Australian technology news, reviews, and guides to help you
Australian technology news, reviews, and guides to help you

Bose lulls to sleep with specialised SleepBuds II

Exhausting every option to get a good night of shut-eye? Bose has a solution, adapting its in-earphones to help get you some zzz’s.

Earphones and headphones can be used for all manner of things, from music to podcasts and more, but depending on how solid your sleeping patterns are, you might also be relying on a pair to send you to slumber town. A pair of very small in-ears can last anywhere between three and nine hours of life, and that might just be enough to get you to sleep, provided you’re playing something calming, or even some white noise or the sounds of rain.

We all have little tricks that get us to sleep, and if you happen to be someone who struggles to snooze, even when it’s late, you might be reliant on one of these approaches, possibly playing it on a speaker so that your room feels like it’s a white noise generator.

Bose has been playing with a solution that might just get you there, and it’s one that it has even used with a study, testing it out with a part of the University of Colorado in the US, proving that its technology can help people fall asleep faster.

Normally known for audio products, Bose’s solution is an audio product, but it’s not one that works like Bose’s regular audio products. Called the Sleepbuds II, they’re a second-generation gadget that looks like a regular pair of truly wireless in-earphones, but yet work differently from any other pair.

While in-ears typically connect with a phone, tablet, or computer for whatever you want, Bose’s Sleepbuds specifically talk to the “Bose Sleep” app, storing sound from one of three categories in the app to lure you to sleep. There are 14 noise-masking tracks, 15 “naturescape” tracks, and ten developed for lowering stress and tension.

The Sleepbuds II earphones store ten tracks and can work without a phone, playing to quell noise, with the earbuds using a proprietary silicone tip design to not only hold in place, but to do so comfortably without any squeaking from when material rubs up against pillows and sheets.

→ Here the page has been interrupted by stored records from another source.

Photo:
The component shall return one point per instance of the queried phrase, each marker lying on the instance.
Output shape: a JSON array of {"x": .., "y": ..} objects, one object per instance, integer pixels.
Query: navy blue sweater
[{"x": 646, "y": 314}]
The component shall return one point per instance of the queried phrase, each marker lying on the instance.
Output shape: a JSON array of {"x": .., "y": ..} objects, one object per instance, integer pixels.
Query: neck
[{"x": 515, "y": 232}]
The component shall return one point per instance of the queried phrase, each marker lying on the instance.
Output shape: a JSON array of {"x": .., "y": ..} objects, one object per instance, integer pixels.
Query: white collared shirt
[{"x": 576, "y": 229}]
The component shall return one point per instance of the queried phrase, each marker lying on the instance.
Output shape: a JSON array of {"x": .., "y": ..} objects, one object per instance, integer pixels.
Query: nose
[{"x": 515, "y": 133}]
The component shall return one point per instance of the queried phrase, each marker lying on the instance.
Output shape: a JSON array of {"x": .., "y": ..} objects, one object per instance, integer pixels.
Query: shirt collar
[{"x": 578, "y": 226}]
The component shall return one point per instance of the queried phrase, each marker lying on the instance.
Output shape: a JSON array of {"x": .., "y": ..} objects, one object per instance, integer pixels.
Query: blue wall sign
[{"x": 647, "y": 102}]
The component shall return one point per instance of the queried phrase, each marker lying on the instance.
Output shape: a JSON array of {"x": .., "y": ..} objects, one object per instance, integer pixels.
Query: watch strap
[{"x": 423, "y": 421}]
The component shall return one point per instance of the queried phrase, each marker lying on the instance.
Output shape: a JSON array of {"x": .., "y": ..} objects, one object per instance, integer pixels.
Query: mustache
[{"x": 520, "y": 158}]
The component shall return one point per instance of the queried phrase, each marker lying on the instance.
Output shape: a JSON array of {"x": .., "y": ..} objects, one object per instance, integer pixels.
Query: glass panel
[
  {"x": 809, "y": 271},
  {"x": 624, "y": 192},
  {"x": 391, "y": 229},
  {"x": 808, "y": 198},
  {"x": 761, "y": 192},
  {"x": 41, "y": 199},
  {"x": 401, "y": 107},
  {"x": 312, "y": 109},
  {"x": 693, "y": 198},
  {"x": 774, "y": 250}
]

They’re even sweat and water resistant at IPX4, meaning you can sleep with more than a few beads of sweat and they should still work, with up to 30 hours of battery life from the rechargeable case, though they should get you through a night of sleep before needing charging inside that case.

But there are no calls supported in these earphones, and none of your music. There are no podcasts or video playback or anything else regular earphones can do. Rather, they’re focused on one thing: sounds to get you to sleep, like that white noise generator a speaker can turn your room into.

And it’s something Bose’s research with the University of Colorado’s Anschutz Medical Campus found worked, with 86 percent of participants advising that the Sleepbuds II helped them fall to sleep faster, while 76 percent said they helped them stay asleep.

“Bose Sleepbuds II use advancements in our proprietary noise masking technology because covering sound — not cancelling it — is a better solution for sleeping,” said Steve Romine, Head Bose’s Health Division.

“You can’t duplicate the experience combining earbuds with apps, playing your music louder, or using earplugs and bedside machines — so millions of people are still suffering,” he said. “We never gave up on helping them, and that’s why we’re so
excited about Sleepbuds II.”

While Bose’s Sleepbuds II are more or less made for the purpose of sleeping, that’s not to say you couldn’t use a pair of earphones to emulate what they’re doing. It’s entirely possible you could fall asleep using a calming or noise-generating app and a pair of in-earphones, but Bose’s approach is to do it inside of a pair made specifically for this purpose, though it’s one that comes with a notable price tag.

At $379.95 in Australia, the Bose Sleepbuds II are a little on the exy side, but could just be the very thing to help you skip the sheep and collapse under the weight of your tired eyes. Frankly, this is one gadget we are excited to test, if only to see if it’s as indispensable as it sounds for folks who struggle to sleep.